Saudi Arabia has barred its religious police from pursuing suspects or making arrests, curbing the powers of an institution whose aggressive enforcement of the Islamic kingdom’s strict morality rules has drawn criticism from more liberal Saudis.

The force, which hardline clerics say is central to imposing Saudi Arabia’s austere form of Sunni Islam, patrol public spaces to enforce bans on alcohol, music, prayer time store closures, and the mixing of unrelated men and women.

It also imposes strict modesty requirements on women’s dress.

The kingdom adheres to an ultraconservative interpretation of Islam. Women must wear long, loose robes known as abayas when in public and are not permitted to mingle with unrelated men or to drive cars.

However, from now on, members of the Committee for the Promotion of Virtue and the Prevention of Vice (CPVPV) will not be allowed to pursue, question, request identification from, or arrest suspects, according to a cabinet statement carried by state news agency SPA.
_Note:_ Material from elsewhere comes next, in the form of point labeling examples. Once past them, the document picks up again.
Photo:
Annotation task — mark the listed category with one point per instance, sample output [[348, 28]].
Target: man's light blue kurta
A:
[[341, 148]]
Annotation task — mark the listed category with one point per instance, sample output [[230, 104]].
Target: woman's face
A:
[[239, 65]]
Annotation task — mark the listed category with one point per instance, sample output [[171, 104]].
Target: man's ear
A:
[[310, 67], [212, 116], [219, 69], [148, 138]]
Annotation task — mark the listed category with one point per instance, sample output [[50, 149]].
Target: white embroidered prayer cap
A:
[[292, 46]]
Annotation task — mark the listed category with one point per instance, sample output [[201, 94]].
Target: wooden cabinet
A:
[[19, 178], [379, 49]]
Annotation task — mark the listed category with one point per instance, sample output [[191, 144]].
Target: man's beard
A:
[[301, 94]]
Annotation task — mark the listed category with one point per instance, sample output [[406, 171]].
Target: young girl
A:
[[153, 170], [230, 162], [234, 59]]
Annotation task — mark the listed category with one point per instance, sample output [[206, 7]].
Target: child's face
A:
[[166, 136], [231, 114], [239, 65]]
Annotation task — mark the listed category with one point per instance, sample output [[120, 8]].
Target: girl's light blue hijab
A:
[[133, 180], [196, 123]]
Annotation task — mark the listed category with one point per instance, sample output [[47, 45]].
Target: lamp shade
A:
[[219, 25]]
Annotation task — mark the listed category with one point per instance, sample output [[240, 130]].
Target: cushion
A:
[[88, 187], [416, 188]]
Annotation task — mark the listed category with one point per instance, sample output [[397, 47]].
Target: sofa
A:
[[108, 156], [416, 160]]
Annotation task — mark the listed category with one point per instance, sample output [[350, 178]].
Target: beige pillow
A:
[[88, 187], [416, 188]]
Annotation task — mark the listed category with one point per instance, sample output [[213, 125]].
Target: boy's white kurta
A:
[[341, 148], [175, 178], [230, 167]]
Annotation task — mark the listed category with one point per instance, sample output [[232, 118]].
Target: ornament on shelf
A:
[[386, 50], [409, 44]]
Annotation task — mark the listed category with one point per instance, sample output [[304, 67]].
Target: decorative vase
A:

Members must instead report suspected crimes to the police or drug authorities, who will carry out law enforcement actions.

Members are now also required to show identity cards while carrying out official duties, the statement said.

Speculation had swirled they could be given greater leeway under King Salman after he sacked a reform-minded religious police chief, a sworn foe of Saudi conservatives, in one of his first decisions after assuming the throne last year.

The new decree also established the role of the president of the CPVPV as a ministerial level position, appointed directly by royal decree.

The squad has come under fire online and in local media over several high-profile cases of car chases resulting in fatal accidents, prompting the commission’s president to ban such pursuits in 2012.

However, a chase the following year killed a member of the Saudi police and put the commission in the spotlight after video from one of the passenger’s phones was posted on social media.

The commission again stirred controversy online last month after video posted on social media showed members beating a young woman outside a Riyadh mall. The patrol had tried to force the woman to cover her face, local media reported.